The feathery bundle calmly perched on my hand seems far removed from the ferocious predator that our ancestors used when hunting. But this Harris hawk is not domesticated; he is merely tolerating me as his supplier of raw meat. His eyes, fierce and glassy, seem to take in the entire meadow at once, except when he directs his stare at me, our faces mere inches apart. The effect is mesmerizing.
At the British School of Falconry in Manchester Village, Vt., part of the Equinox resort’s Country Pursuits program, participants learn the rudiments of an ancient sport. Under the guidance of Rob Waite, the amiable Brit who manages the falconry program, we rediscover our primal connection to the food chain by learning how to hunt with the birds, much as our ancestors did thousands of years ago.
Lessons commence in the resort’s barn, where the birds–including eagles–reside in separate aviaries. The atmosphere is unabashedly Anglo country huntsman, with Brittany spaniels snoozing in the corners as we don oiled jackets and Wellingtons on this drizzly autumn day. Waite selects some hawks, and the novices warily creep out of the barn, birds on arms. We learn how to cast the birds from our fists, then silently gesture them back with a bit of raw meat on a raised glove. The next day, Waite and I pile into a Land Rover with two avian companions, Skye and Haggis, and we drive to a nearby trailhead, where we cast the birds toward the treetops. From this vantage point, flying from one tree to another, they will keep us in view as we walk along the trail. Skye and Haggis are sporting bells on their legs so that we can keep track of them, and they jingle as they follow along. The Hawk Walk, as the Equinox has dubbed this activity, is like hiking with flying dogs. “Hiking and playing with hawks–it’s a strange job, this is,” says Waite.
He elaborates on the role of falconers as stewards of a tradition and protectors of endangered birds of prey, as habitats and food supplies dwindle. Falconers such as Emma Ford in the United Kingdom, one of the founders of the Equinox’s program, are doing their part to bolster declining populations through captive breeding, a stringently regulated endeavor. “Falconry is the most regulated field sport in the world,” Waite says. In Vermont, where state law prohibits captive breeding, Waite promotes conservation through public relations–giving guests an appreciation for the sport in a natural setting, and offering educational programs to organizations during the off-season.

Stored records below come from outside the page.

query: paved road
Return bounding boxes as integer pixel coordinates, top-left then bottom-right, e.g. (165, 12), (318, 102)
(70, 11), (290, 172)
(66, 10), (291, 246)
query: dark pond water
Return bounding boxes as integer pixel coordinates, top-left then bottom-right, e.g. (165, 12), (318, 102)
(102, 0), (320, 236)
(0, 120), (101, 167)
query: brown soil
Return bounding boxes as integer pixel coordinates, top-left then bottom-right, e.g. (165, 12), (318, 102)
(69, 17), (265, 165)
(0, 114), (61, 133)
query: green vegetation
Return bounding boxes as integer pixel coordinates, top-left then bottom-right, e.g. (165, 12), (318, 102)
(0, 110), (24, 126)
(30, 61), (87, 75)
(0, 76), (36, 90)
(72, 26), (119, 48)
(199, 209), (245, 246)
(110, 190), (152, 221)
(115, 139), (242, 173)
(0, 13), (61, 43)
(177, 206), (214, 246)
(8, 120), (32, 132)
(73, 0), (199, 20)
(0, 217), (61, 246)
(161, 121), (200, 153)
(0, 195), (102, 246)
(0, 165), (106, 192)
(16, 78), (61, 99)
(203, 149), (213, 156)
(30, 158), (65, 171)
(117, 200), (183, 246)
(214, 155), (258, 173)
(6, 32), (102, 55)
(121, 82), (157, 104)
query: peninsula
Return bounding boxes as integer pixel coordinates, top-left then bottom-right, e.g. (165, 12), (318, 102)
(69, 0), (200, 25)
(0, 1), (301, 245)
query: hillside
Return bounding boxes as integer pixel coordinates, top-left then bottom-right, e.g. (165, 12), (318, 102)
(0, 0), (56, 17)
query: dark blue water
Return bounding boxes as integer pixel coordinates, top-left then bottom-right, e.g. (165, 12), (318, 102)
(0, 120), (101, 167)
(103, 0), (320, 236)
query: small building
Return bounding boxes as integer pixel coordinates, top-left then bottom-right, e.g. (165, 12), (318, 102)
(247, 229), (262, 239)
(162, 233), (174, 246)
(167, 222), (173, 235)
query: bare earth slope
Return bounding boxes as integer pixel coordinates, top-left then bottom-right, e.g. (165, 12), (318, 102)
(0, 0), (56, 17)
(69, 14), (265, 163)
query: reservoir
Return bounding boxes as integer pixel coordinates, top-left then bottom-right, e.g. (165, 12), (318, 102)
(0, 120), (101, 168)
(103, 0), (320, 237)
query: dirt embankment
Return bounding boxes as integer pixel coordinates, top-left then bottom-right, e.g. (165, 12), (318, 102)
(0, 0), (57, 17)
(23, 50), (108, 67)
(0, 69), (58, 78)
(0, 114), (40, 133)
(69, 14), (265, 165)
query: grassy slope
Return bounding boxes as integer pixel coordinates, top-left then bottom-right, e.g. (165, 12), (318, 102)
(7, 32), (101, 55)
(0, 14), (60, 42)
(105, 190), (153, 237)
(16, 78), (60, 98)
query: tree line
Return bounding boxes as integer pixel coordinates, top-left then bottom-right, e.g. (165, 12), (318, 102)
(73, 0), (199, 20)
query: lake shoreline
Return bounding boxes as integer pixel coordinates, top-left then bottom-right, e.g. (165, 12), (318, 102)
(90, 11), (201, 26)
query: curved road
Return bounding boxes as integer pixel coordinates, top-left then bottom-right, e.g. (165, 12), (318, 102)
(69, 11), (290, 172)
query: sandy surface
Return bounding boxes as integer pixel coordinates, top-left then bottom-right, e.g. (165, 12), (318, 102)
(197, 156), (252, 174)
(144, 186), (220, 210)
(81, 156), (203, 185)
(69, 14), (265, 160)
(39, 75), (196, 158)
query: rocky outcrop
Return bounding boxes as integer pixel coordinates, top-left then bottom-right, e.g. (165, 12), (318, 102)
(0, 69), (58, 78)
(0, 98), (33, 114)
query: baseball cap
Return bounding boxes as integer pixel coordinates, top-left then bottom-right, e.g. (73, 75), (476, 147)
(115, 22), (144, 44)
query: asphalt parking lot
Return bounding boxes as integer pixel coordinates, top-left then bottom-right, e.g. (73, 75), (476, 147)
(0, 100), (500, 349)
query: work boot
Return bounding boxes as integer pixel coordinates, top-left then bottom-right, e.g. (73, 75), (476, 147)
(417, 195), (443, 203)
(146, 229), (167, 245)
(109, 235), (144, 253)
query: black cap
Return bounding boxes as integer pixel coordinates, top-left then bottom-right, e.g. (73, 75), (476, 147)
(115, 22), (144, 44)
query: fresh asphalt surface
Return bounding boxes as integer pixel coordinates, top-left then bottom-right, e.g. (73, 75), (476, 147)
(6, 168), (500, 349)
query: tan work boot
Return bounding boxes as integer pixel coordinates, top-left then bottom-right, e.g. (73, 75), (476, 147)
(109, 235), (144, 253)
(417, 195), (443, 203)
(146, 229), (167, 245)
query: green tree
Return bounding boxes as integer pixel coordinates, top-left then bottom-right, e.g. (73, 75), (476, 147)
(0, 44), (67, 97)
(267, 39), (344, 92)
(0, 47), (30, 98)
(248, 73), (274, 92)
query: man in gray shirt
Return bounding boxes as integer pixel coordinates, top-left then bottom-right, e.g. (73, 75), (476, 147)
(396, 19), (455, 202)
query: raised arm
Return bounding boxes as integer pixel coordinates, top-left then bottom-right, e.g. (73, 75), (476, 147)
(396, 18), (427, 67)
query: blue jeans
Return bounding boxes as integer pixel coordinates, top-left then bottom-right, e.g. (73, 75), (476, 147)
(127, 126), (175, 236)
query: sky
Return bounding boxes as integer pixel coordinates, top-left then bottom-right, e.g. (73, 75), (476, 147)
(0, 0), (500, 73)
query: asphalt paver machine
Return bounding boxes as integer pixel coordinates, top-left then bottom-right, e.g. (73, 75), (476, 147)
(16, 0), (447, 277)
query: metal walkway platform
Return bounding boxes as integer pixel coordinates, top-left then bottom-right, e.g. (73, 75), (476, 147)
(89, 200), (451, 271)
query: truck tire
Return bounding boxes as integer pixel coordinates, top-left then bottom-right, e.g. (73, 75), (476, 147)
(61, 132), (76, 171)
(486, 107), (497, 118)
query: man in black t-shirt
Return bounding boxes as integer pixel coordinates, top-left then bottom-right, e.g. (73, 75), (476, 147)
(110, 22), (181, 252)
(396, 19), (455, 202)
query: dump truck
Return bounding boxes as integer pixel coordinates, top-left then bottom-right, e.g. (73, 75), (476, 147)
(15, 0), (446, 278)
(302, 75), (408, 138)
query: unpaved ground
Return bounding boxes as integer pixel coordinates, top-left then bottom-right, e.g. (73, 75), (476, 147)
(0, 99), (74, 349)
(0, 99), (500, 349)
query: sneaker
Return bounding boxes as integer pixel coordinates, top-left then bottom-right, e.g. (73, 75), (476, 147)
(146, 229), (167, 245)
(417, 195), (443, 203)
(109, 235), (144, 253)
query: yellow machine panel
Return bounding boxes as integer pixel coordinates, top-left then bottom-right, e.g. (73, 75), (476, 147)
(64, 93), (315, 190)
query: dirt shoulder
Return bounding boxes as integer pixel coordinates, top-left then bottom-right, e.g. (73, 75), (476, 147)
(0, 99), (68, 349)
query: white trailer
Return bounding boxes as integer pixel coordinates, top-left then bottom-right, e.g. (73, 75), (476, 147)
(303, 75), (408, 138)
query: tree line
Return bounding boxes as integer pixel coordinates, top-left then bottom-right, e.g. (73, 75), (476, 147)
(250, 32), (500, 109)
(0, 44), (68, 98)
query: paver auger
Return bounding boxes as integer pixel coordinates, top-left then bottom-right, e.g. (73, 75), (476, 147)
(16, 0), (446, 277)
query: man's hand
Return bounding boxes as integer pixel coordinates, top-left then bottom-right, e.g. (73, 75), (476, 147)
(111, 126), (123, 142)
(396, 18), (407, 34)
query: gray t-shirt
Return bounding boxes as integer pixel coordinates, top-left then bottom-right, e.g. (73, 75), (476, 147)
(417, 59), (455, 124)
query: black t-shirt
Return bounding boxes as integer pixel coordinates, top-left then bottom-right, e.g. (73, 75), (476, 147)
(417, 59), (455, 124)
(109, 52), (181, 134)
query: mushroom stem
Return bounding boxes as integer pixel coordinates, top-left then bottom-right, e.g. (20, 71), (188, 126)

Often on the Hawk Walks, the predators will score a hit on a squirrel or other prey, but not today. Alarmingly, I find myself harboring bloodthirsty thoughts, hoping that the hungry hawks will spot a furry lunch scurrying through the fallen leaves. But we circle back without witnessing a single search-and-destroy mission. At first, I had questioned why anyone would undertake this pastime. The answer is both simple and complex. Superficially, it could be considered an unusual hobby that might add to your cachet at a cocktail party. But a tutorial here in a Vermont meadow reveals the sport’s intellectual appeal; it provides a lesson in history, conservation, and–as much as you would like to deny it–the blood lust that might be inherent in human nature.